In Which the Author, Unsure of His Own Awesomeness and Certain No One Has Heard of Him Before, Reacts to a "Best Of" List Making the Rounds Online
I generally don’t like “Best of” lists when it comes to writers and books.
I say this as someone who owns every edition of Best American Short Stories stretching back to 1988 (as well as the Best American Short Stories of the Eighties anthology). Of course, I haven’t been buying them since then. 1988: The year Raymond Carver died, “Sweet Child O’ Mine” was inescapable on American radio waves, and I finished my first year of middle school.
I’ve written elsewhere about the scourge of “Best Writers Under [a certain age],” and why even the backlash against such a list—which often aims to include seemingly overlooked writers—is likewise problematic.
But this new list, “Ten Awesome Authors You’ve Never Heard of Before,” is troubling because its insult is built-in. Several of the authors on the list have commented this week about the back-handed compliment.
Here’s the list.
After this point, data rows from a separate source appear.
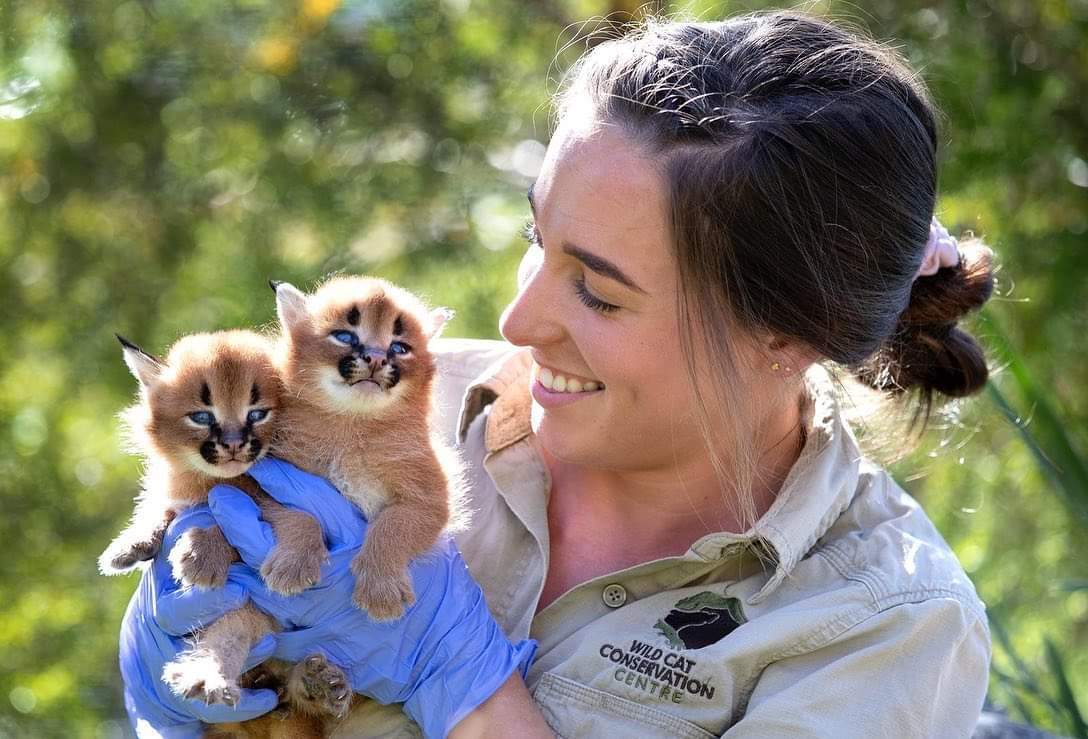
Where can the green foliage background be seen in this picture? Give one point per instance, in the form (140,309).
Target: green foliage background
(160,160)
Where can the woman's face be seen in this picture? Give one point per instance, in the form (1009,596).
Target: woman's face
(597,305)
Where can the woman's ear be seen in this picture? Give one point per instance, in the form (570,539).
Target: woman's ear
(788,357)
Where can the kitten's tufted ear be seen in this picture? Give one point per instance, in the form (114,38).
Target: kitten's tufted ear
(144,367)
(439,319)
(289,306)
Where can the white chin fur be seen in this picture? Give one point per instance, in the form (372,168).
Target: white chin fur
(227,470)
(341,397)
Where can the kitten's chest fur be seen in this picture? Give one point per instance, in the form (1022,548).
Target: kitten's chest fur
(342,450)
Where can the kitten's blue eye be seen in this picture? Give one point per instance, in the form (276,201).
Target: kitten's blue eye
(202,417)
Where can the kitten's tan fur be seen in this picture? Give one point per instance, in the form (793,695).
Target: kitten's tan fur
(206,415)
(360,416)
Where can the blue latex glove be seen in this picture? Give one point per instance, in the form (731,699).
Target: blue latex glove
(159,614)
(445,656)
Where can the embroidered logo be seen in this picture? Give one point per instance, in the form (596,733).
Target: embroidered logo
(700,620)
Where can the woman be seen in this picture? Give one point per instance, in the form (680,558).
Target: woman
(668,499)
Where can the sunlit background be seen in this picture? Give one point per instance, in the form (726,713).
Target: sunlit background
(159,161)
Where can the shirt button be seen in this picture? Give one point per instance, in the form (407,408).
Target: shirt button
(614,595)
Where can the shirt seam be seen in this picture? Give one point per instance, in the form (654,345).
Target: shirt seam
(885,598)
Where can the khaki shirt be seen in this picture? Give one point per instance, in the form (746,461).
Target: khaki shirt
(841,613)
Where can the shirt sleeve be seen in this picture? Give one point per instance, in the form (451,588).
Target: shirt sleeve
(916,669)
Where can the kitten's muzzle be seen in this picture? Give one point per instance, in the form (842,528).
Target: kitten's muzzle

These writers are generally awesome, it’s true. But who is the “you” in this list’s title? It can’t be me, can it? I’ve heard of these authors, for starters.
Matt Bell
Tina May Hall
Craig Davidson
Holly Goddard Jones
Kyle Minor
Roxane Gay
Benjamin Percy
Lindsay Hunter
Alan Heathcock
xtx
I have exchanged e-mails with six authors on this list. I published one of them in the online journal I edit. Three authors from the heart of this list are included in 24 Bar Blues: Two Dozen Tales of Bars, Booze, and the Blues, an anthology I edited that will be published ahead of this year’s AWP Conference. I have attended public readings by six of these authors. I own books by eight of them. I own (or have pre-ordered) more than one book by four different authors on this list. One of them had her story included in a collection of Leo Tolstoy’s stories (!) as a cross-promotion. One is adapting his own novel for the screen, to be directed by a fancy-pants director. Two of them are among the new crop of important literary editors. Just this week, one of them dropped a 94-point word on me in a game of Words with Friends (“freshens,” if you must know), while another convinced me to give my Lodge iron skillet a try and use it to make fried chicken.
So either I AM THE MOST CONNECTED PERSON IN THE HISTORY OF THE LIT-BIZ, or this list isn’t worth its pixels.
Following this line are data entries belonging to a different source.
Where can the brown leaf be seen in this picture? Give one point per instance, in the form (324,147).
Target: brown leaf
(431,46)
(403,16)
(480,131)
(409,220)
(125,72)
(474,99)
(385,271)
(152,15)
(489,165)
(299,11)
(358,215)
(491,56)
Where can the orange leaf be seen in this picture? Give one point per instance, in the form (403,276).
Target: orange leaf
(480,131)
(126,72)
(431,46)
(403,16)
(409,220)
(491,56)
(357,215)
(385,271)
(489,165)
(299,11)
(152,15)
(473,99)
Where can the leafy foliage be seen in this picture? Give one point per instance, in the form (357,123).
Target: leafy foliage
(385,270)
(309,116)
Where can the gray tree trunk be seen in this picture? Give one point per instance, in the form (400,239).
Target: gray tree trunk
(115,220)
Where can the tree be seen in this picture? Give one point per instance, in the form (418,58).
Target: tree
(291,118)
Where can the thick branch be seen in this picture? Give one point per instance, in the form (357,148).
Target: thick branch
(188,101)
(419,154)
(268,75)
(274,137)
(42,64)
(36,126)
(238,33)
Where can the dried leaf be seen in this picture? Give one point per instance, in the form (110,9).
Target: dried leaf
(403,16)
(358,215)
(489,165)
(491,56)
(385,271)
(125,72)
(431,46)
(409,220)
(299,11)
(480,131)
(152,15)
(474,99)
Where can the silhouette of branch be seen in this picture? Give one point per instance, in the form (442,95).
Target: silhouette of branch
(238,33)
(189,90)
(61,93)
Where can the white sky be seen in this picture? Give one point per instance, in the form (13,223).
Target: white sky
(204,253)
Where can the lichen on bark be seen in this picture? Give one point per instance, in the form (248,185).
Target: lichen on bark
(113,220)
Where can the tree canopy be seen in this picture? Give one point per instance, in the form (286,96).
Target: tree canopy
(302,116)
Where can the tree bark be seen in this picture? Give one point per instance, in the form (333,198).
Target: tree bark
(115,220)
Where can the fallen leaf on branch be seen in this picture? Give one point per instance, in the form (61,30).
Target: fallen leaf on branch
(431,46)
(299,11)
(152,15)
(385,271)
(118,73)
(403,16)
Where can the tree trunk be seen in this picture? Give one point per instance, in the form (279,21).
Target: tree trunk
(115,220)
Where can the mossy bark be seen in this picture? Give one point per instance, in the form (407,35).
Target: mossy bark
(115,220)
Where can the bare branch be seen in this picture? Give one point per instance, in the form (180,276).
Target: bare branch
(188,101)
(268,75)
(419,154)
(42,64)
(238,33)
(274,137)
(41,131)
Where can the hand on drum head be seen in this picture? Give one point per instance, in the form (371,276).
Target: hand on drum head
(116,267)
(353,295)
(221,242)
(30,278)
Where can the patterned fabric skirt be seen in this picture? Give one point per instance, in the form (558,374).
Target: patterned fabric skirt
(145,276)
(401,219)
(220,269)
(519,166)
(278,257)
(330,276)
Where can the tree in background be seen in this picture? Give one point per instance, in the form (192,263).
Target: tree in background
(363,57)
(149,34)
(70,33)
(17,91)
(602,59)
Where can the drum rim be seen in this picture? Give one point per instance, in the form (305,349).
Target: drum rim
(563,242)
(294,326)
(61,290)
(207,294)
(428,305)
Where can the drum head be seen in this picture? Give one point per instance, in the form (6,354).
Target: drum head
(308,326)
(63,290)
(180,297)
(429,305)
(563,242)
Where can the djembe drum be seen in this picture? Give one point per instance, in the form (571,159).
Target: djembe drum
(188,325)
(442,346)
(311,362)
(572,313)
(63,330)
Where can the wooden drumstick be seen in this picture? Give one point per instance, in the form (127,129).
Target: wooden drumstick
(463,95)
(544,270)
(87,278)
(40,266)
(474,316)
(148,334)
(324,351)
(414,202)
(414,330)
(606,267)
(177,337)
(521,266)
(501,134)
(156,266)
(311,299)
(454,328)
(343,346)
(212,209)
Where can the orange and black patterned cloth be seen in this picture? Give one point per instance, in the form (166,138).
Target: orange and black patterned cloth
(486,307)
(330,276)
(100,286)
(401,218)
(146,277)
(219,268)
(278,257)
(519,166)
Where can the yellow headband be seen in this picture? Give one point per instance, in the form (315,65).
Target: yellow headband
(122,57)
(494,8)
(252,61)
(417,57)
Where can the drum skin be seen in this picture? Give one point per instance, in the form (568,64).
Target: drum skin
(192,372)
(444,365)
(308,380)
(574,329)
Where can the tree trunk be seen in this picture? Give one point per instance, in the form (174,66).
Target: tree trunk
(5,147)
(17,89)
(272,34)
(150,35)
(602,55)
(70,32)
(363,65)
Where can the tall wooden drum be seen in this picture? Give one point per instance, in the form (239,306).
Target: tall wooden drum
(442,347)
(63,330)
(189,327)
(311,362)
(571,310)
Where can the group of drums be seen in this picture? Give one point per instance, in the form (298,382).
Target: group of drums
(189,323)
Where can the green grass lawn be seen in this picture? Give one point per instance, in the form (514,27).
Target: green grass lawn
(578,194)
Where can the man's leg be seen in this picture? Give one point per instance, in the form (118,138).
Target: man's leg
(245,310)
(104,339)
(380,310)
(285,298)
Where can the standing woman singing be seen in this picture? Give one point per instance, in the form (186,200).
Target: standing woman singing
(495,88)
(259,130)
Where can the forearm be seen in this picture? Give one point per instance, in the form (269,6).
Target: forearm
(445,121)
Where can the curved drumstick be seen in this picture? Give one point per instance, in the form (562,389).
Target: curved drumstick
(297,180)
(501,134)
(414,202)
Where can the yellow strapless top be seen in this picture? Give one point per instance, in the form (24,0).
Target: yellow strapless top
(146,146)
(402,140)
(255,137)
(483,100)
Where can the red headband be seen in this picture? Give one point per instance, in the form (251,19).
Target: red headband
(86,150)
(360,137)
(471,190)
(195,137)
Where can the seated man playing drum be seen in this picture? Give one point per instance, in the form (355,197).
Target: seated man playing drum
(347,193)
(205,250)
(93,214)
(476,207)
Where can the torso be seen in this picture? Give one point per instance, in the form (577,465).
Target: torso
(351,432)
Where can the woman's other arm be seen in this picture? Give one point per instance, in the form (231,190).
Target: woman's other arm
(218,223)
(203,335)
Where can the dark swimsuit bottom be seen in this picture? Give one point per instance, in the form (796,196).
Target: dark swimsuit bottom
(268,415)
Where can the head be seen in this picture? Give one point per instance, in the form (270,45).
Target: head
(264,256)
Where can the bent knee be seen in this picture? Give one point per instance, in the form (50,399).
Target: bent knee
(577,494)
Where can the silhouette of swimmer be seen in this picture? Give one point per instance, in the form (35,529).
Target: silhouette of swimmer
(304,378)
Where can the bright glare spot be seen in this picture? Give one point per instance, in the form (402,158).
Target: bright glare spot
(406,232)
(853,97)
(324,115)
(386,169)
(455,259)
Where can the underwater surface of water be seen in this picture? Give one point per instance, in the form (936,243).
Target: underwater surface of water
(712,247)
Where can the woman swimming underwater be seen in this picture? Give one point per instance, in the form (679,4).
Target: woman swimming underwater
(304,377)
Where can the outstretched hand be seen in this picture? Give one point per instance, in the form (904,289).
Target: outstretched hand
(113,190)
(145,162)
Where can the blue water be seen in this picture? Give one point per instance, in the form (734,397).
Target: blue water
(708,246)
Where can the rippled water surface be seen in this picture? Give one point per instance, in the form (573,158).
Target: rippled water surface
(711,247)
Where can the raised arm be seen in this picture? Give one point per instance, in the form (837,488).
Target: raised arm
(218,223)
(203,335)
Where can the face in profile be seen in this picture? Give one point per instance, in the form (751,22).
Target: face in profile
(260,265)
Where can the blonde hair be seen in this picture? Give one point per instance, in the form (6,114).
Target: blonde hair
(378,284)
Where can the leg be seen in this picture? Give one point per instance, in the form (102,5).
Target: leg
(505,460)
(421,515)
Most of these authors already have respectable audiences. As the authors remain awesome and perhaps even become more awesome, those audiences will grow.
This column at LitReactor is called Storyville. I admit that I have never heard of this column. When others posted the list this week, I thought it was from the Storyville app. A slightly newer, but similar, list cropped up this week, too, but I won’t link to it*.
I am almost certain that readers who haven’t heard of these authors won’t learn about them via LitReactor, which aims to be “a destination for writers to improve their craft; a haven for readers to geek out about books; and a platform to kickstart your writing goals.” Two of those three are goals explicitly aimed at writers. Writers have heard of most of these authors.
*Inexplicably, Alan Heathcock made both lists. Listen, people. Volt was reviewed in something like 40-50 outlets, which is ten times as many reviews as most authors receive. People have heard of him.